If I told you that my blog had 20,000 views in it’s lifespan you wouldn’t believe it, but it actually had around 150,000 views which even now I still find staggering all these years later! It was the first time I had used WordPress, which I still use now, and the first time I created digital art for any decent purpose. Amazingly you can still see my old blog up today. I hope I have better writing skills than I had back then. One of the highlights of my blog was organising a party to celebrate my website views. Amazingly a few turned up to dress up just like me!

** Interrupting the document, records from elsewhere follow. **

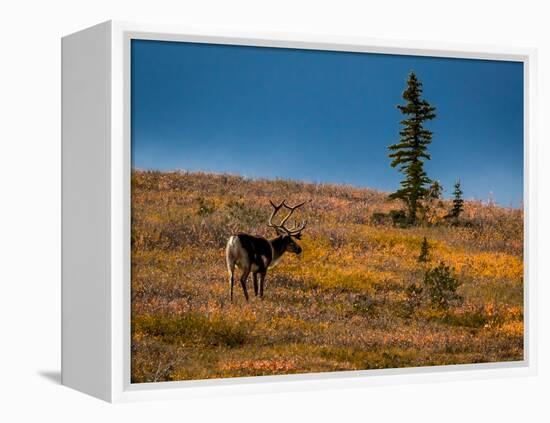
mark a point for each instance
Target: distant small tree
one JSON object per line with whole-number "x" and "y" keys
{"x": 411, "y": 151}
{"x": 440, "y": 284}
{"x": 458, "y": 202}
{"x": 435, "y": 191}
{"x": 424, "y": 256}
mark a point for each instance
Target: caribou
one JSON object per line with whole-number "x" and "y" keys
{"x": 256, "y": 254}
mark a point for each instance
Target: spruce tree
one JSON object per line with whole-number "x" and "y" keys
{"x": 410, "y": 152}
{"x": 458, "y": 202}
{"x": 424, "y": 256}
{"x": 435, "y": 191}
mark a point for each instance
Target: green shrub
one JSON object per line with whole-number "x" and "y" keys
{"x": 441, "y": 285}
{"x": 413, "y": 294}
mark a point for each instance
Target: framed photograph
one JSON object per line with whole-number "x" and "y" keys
{"x": 254, "y": 212}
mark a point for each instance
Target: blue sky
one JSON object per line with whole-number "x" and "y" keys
{"x": 323, "y": 116}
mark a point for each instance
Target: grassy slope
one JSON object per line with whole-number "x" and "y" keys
{"x": 340, "y": 306}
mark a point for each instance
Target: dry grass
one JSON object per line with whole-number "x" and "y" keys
{"x": 342, "y": 305}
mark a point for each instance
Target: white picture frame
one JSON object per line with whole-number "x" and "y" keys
{"x": 96, "y": 213}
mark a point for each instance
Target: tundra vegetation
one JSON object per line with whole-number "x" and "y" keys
{"x": 369, "y": 290}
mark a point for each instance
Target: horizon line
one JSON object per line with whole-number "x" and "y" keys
{"x": 487, "y": 201}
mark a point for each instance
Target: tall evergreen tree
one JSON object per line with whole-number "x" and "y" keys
{"x": 435, "y": 191}
{"x": 410, "y": 152}
{"x": 458, "y": 202}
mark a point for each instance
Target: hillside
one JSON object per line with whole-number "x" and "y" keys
{"x": 342, "y": 305}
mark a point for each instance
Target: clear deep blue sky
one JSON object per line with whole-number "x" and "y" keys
{"x": 323, "y": 116}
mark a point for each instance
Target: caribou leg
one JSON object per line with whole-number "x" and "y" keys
{"x": 262, "y": 282}
{"x": 255, "y": 278}
{"x": 231, "y": 270}
{"x": 244, "y": 277}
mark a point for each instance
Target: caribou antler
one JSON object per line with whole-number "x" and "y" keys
{"x": 296, "y": 229}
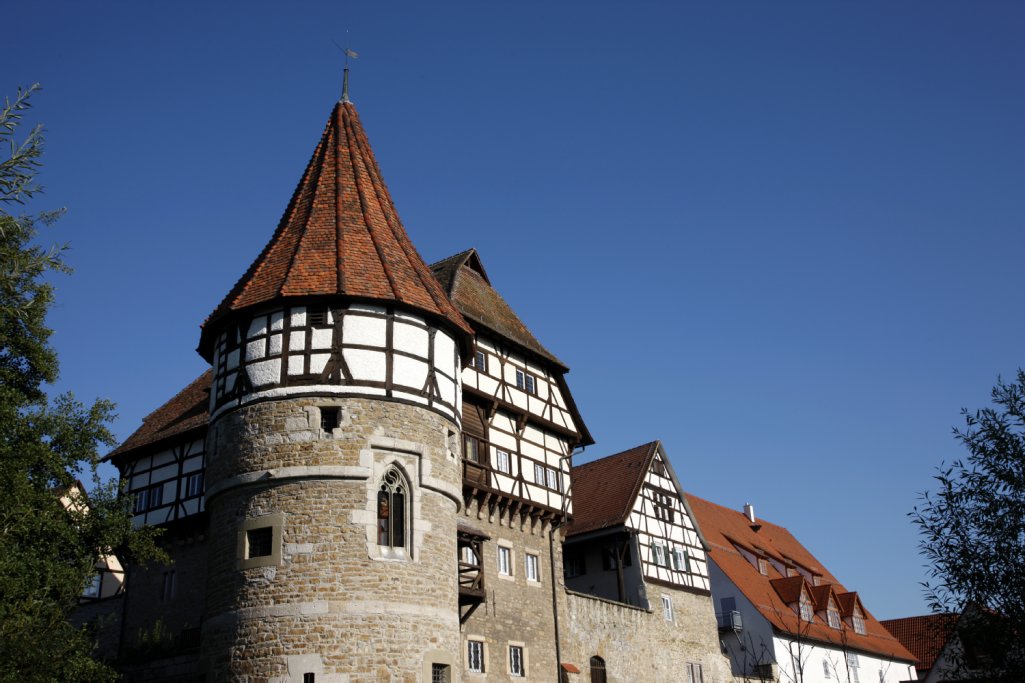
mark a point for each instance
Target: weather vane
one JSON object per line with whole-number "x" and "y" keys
{"x": 349, "y": 52}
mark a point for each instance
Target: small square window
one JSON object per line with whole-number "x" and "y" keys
{"x": 531, "y": 567}
{"x": 258, "y": 541}
{"x": 502, "y": 460}
{"x": 475, "y": 656}
{"x": 504, "y": 561}
{"x": 440, "y": 674}
{"x": 330, "y": 418}
{"x": 194, "y": 485}
{"x": 516, "y": 660}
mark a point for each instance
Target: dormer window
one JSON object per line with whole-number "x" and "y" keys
{"x": 526, "y": 382}
{"x": 832, "y": 615}
{"x": 858, "y": 620}
{"x": 805, "y": 607}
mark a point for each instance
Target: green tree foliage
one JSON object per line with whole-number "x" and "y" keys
{"x": 47, "y": 553}
{"x": 973, "y": 535}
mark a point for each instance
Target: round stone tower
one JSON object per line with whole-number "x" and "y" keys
{"x": 333, "y": 477}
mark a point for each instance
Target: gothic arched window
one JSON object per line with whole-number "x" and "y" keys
{"x": 392, "y": 510}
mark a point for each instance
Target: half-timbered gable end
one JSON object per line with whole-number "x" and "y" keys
{"x": 520, "y": 422}
{"x": 631, "y": 524}
{"x": 163, "y": 461}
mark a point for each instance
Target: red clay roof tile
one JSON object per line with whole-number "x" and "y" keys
{"x": 725, "y": 529}
{"x": 924, "y": 636}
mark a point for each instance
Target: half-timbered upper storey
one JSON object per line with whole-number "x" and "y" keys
{"x": 632, "y": 524}
{"x": 520, "y": 422}
{"x": 339, "y": 302}
{"x": 163, "y": 463}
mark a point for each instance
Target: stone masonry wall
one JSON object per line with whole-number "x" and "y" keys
{"x": 517, "y": 611}
{"x": 331, "y": 602}
{"x": 641, "y": 645}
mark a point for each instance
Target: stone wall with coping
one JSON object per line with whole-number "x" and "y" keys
{"x": 640, "y": 644}
{"x": 517, "y": 611}
{"x": 332, "y": 603}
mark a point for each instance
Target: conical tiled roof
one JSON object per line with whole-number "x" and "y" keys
{"x": 339, "y": 236}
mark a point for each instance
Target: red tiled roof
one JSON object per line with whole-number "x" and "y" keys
{"x": 340, "y": 235}
{"x": 604, "y": 490}
{"x": 924, "y": 636}
{"x": 727, "y": 529}
{"x": 188, "y": 410}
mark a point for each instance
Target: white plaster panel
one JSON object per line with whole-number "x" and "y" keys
{"x": 366, "y": 308}
{"x": 368, "y": 365}
{"x": 264, "y": 372}
{"x": 163, "y": 457}
{"x": 446, "y": 388}
{"x": 254, "y": 350}
{"x": 317, "y": 362}
{"x": 257, "y": 326}
{"x": 402, "y": 315}
{"x": 164, "y": 472}
{"x": 445, "y": 354}
{"x": 409, "y": 372}
{"x": 321, "y": 337}
{"x": 363, "y": 329}
{"x": 409, "y": 338}
{"x": 277, "y": 320}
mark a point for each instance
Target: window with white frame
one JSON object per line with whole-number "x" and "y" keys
{"x": 858, "y": 618}
{"x": 526, "y": 382}
{"x": 530, "y": 567}
{"x": 658, "y": 555}
{"x": 502, "y": 460}
{"x": 680, "y": 560}
{"x": 852, "y": 665}
{"x": 832, "y": 614}
{"x": 517, "y": 667}
{"x": 807, "y": 611}
{"x": 475, "y": 655}
{"x": 504, "y": 561}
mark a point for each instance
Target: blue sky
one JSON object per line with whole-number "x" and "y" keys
{"x": 784, "y": 238}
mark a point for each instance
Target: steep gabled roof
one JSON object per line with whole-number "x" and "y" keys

Another comical story that highlights Club Penguin as not just a fun game, but also a way to socialise, came while still at primary school. I was playing CP with a few female school friends and was called to my tea so left my penguin alone while I was eating. I then logged out and thought nothing of it until I came to school the next morning. At first break a group of girls from my class rushed to me to ask me what my answer was. I had no idea what they were talking about. Apparently one of the girls fancied me and had asked me out while I was AFK eating my tea. It appeared to be quite big news among the group, to which I was totally oblivious. Well to cut a long story short, we are now married with 3 happy children. Only joking. Like most things at school, it was all forgotten about by the next day, but I was pleased to know that my penguin’s minimal style was getting the girls.
If you are of a similar age to myself you probably played Club Penguin too. (Unless you were one the weird guys who played RuneScape) It was a fantastic game that was a friendly and safe place for young people to have fun and socialise with their friends. Even though not a strictly British thing, Club Penguin does feel engrained in the memories of those who played it all over the UK. I created a shirt to celebrate the game and all the great things it did for me as a kid. Sadly the game is no more, but it still lives on in the nostalgia of adults all over the world. Forgive my rather self indulgent blog post, but I thought it would be fun reflecting on how Club Penguin was for me as a child and how it helped me in my career today.